West Challow is a small downland village and civil parish three miles west of Wantage, in the Vale of the White Horse.
Historically both East and West Challow were part of Letcombe Regis, but in 1852 they split out as one separate ecclesiastical parish. Later, East and West Challow divided into two separate civil parishes. All three were part of Berkshire until the boundary changes of 1974 transferred them to Oxfordshire.
Challow railway station, on the Great Western Railway between Didcot and Swindon, was built on the Wantage-to-Faringdon road, two and a half miles north of West Challow. The station closed in 1964.
The Wilts and Berks Canal, from Trowbridge to Abingdon, which opened in 1810, ran through the village. Traffic had virtually ceased by the end of the nineeenth century. It is currently undergoing restoration.
Size
739 acres (299 hectares)
Population
184 in 2011; 231 in 1851
Hundred
Kintbury Eagle
Poor law union
Wantage
Registration district
Wantage
Present-day local authority
Vales of the White Horse, Oxfordshire
Grid reference
SU 36 88
Adjoining parishes in 1851
Childrey, Denchworth, East Challow, Goosey, Letcombe Regis, Letcombe Bassett, Sparsholt
Genealogical resources
See Berks FHS Books for coverage of this parish in the society’s range of CDs.
See also Berkshire Record Office holdings.
Published history
Violet Mary Howse West Challow: a parish record (1985)
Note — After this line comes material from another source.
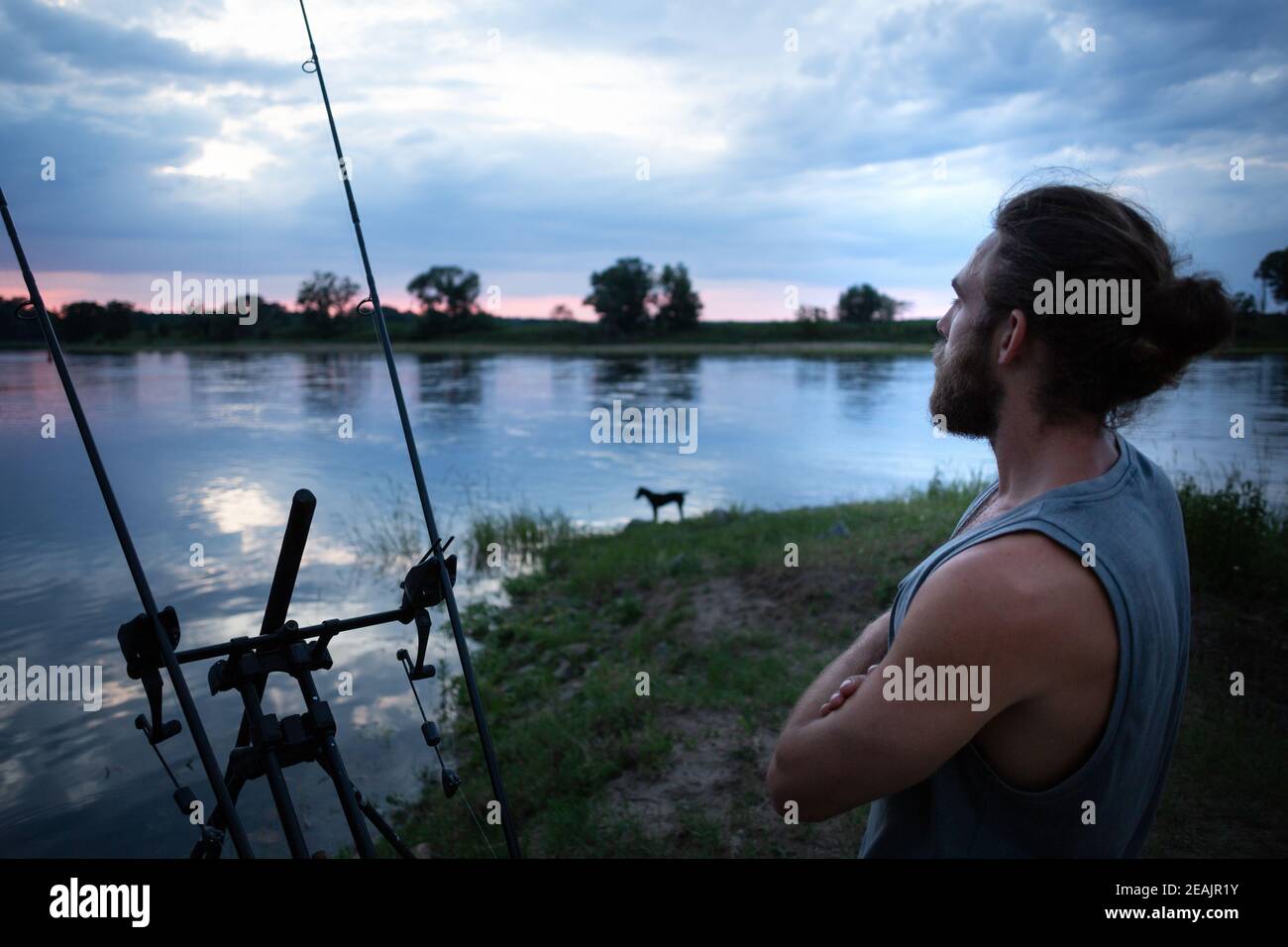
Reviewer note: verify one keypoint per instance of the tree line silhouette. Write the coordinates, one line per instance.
(631, 299)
Anglican church and parochial organisation
The parish church of St Laurence is Norman, the nave dating from around 1190. (It is incorrectly named as St Nicolas on the Ordnance Survey 6-inch map series updated to the 1880s.)
Pubs
Two pubs, the Prince/Princess of Wales Hotel and the Leather Bottle Inn existed in the mid-nineteenth century.
Other local history
Joan Vokins, née Bunce, a farmer’s wife from West Challow, became an early Quaker leader. She travelled, preached and published extensively in England, the American colonies and the Caribbean, and was the sister-in-law of the much persecuted Oliver Sansom of Boxford. Manfred Brod has written her entry in the Oxford dictionary of national biography.
The GWR provided employment for five porters, a stationmaster and a railway policeman from the village in 1851. There was also a shop in the village at this time.